There are some other algorithms for over-sampling like [SMOTENC](https://imbalanced-learn.org/stable/references/generated/imblearn.over_sampling.SMOTENC.html#imblearn.over_sampling.SMOTENC), [ADASYN](https://imbalanced-learn.org/stable/references/generated/imblearn.over_sampling.ADASYN.html#imblearn.over_sampling.ADASYN), [BorderlineSMOTE](https://imbalanced-learn.org/stable/references/generated/imblearn.over_sampling.BorderlineSMOTE.html#imblearn.over_sampling.BorderlineSMOTE) etc. You can find detail about all of them [here](https://imbalanced-learn.org/stable/references/over_sampling.html). You can also check out this paper [SMOTE: Synthetic Minority Over-sampling Technique](https://arxiv.org/pdf/1106.1813.pdf).
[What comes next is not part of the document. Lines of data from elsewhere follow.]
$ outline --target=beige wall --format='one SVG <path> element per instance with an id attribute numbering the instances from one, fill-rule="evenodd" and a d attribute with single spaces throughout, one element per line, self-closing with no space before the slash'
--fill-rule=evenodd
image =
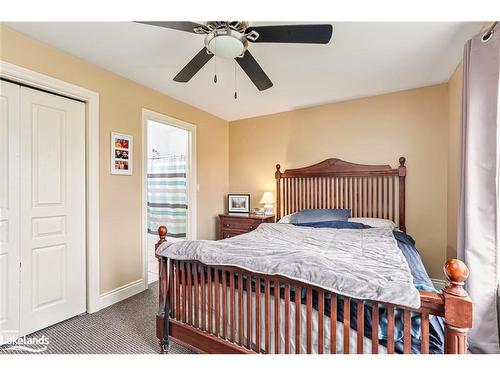
<path id="1" fill-rule="evenodd" d="M 0 25 L 0 59 L 96 91 L 100 96 L 101 292 L 140 279 L 141 110 L 197 125 L 198 236 L 215 238 L 228 190 L 228 123 Z M 133 176 L 112 176 L 110 132 L 134 137 Z"/>
<path id="2" fill-rule="evenodd" d="M 431 277 L 443 278 L 447 247 L 446 84 L 231 122 L 229 187 L 252 207 L 274 190 L 275 164 L 329 157 L 397 165 L 407 158 L 407 228 Z"/>
<path id="3" fill-rule="evenodd" d="M 460 176 L 460 121 L 462 111 L 462 64 L 448 82 L 448 240 L 447 258 L 457 257 L 457 221 Z"/>

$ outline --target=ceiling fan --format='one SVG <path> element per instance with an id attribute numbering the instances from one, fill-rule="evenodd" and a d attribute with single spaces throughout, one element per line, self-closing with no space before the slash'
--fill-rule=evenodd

#### Combining Over-sampling and Under-sampling:

SMOTE technique sometime generate noisy samples. This problem can be solved using combined algorithms like [SMOTEENN](https://imbalanced-learn.org/stable/references/generated/imblearn.combine.SMOTEENN.html#imblearn.combine.SMOTEENN) and [SMOTETomek](https://imbalanced-learn.org/stable/references/generated/imblearn.combine.SMOTETomek.html#imblearn.combine.SMOTETomek). SMOTEENN is the combination of SMOTE(Synthetic Minority Oversampling Technique) and ENN(Edited Nearest Neighbours). This algorithm use SMOTE to increase samples and use ENN to remove noisy samples.

In [None]:
from imblearn.combine import SMOTEENN 

sme = SMOTEENN(random_state=42)
x_res, y_res = sme.fit_resample(x1, y1)

print("Original values in ucl data: %s" % Counter(y1))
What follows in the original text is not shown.